Change Comes in God’s Time
User's Guide to Sunday, June 17.
BY TOM AND APRIL HOOPES
| Posted 6/17/12 at 9:09 AM
Sunday, June 17, is the 11th Sunday in Ordinary Time.
Ezekiel 17:22-24; Psalm 92:2-3, 13-16; 2 Corinthians 5:6-10; Mark 4:26-34
How often do we hear that “people never change”?
There is a sense in which the maxim “people never change” is true: If you are fundamentally incompatible with someone, you shouldn’t marry them hoping that they will become a different person. No, he won’t be nicer to your family once you’re married; no, she won’t be less prone to anger after the wedding.
But there is also a healthy sense in which it isn’t true: If you are already married, you should never give up hope that your spouse will grow as a person. What we should say isn’t that “people never change,” but that people change in God’s time, with God’s grace. That is very different from never changing — even if it can be every bit as frustrating.
Today’s Gospel explains how grace and change work in the Kingdom of heaven. The farmer will “sleep and rise night and day; and through it all, the seed would sprout and grow, he knows not how. Of its own accord, the land yields fruit: first the blade, then the ear, then the full grain in the ear.”

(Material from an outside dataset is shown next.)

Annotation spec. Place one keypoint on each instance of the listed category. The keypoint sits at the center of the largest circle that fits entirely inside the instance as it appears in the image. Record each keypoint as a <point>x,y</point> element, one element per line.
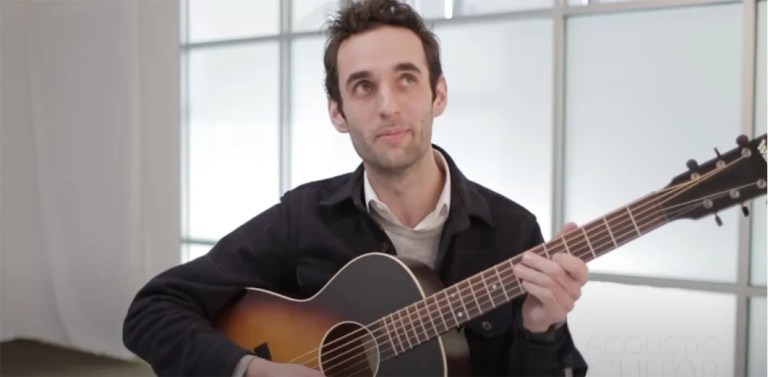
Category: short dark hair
<point>360,16</point>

Elsewhere, Jesus describes a seed dying so that it can rise. So it is with virtue: We have to suffer and get encouraged for the good and discouraged for the bad — over and over again. And slowly but surely, we grow.
It is clear in Jesus’ image of the mustard seed who is responsible for this change — and it isn’t us. We bring the smallest amount of faith to the process, and his grace — which come to us in confession, in the Eucharist, in times of prayer, in acts of mercy and love — shapes us a little more each day, often imperceptibly.
So we can take hope in what Jesus says: We can change, and so can our loved ones. However, change doesn’t happen suddenly — it can take years.
But Jesus’ advice is never meant only for individuals, because we don’t exist as individuals. We exist in community with others. The readings also tell us that societies can change, with God’s grace, in God’s time.
The first reading applies a tree metaphor to a nation. In the language of ancient Hebrew allegory, the “strong cedar” is a kingdom. God will take a shoot from it and plant a greater tree, so that birds of all kinds will flock to it. The birds are the people of other nations. Here, God is shown to be planning something new. Christians rightly see the Church in this image of a sprout of Israel growing up to welcome others, just like Christ’s mustard tree.
“I, the Lord, bring low the high tree, lift high the lowly tree, wither up the green tree, and make the withered tree bloom,” says the reading. This happened to mighty Israel in the time of apostasy that Ezekiel experienced. It happened when Rome fell, when it was brought low but preserved in Christianity. It will also happen in America. If America turns from God, it too will find itself “brought low” while a lowly tree grows strong.
In each of those metaphors, Christians, true to God’s principles, flourish despite the decline and fall of the great nation they are a part of.
We may think of our own culture as terribly decadent. But it is important to realize how Christian values have already made it a much better place than it would have been without Christ. Our medical care is a beacon to the world, and our service to others helps the downtrodden all over the world. Even the virtues that we sometimes exaggerate — like tolerance and non-judgmentalism — are Christian ones.
St. Paul tells us how we are to behave as we wait for change — personal or communal. “We aspire to please him, whether we are at home or away,” he writes.“For we must all appear before the judgment seat of Christ, so that each may receive recompense, according to what he did in the body, whether good or evil.”
One day God will judge us. He won’t just look at a few sins or a few good deeds. He will judge everything that we did throughout our lives. Like the slowly unfolding plant, like the seed becoming a mustard tree, we are called not to do great things, but to live each small moment with love. We are called to grow in little acts each day. God, who is very patient and not at all in a hurry, will bless us in his time.
Tom and April Hoopes write from Atchison, Kansas,
where Tom is writer in residence at Benedictine College.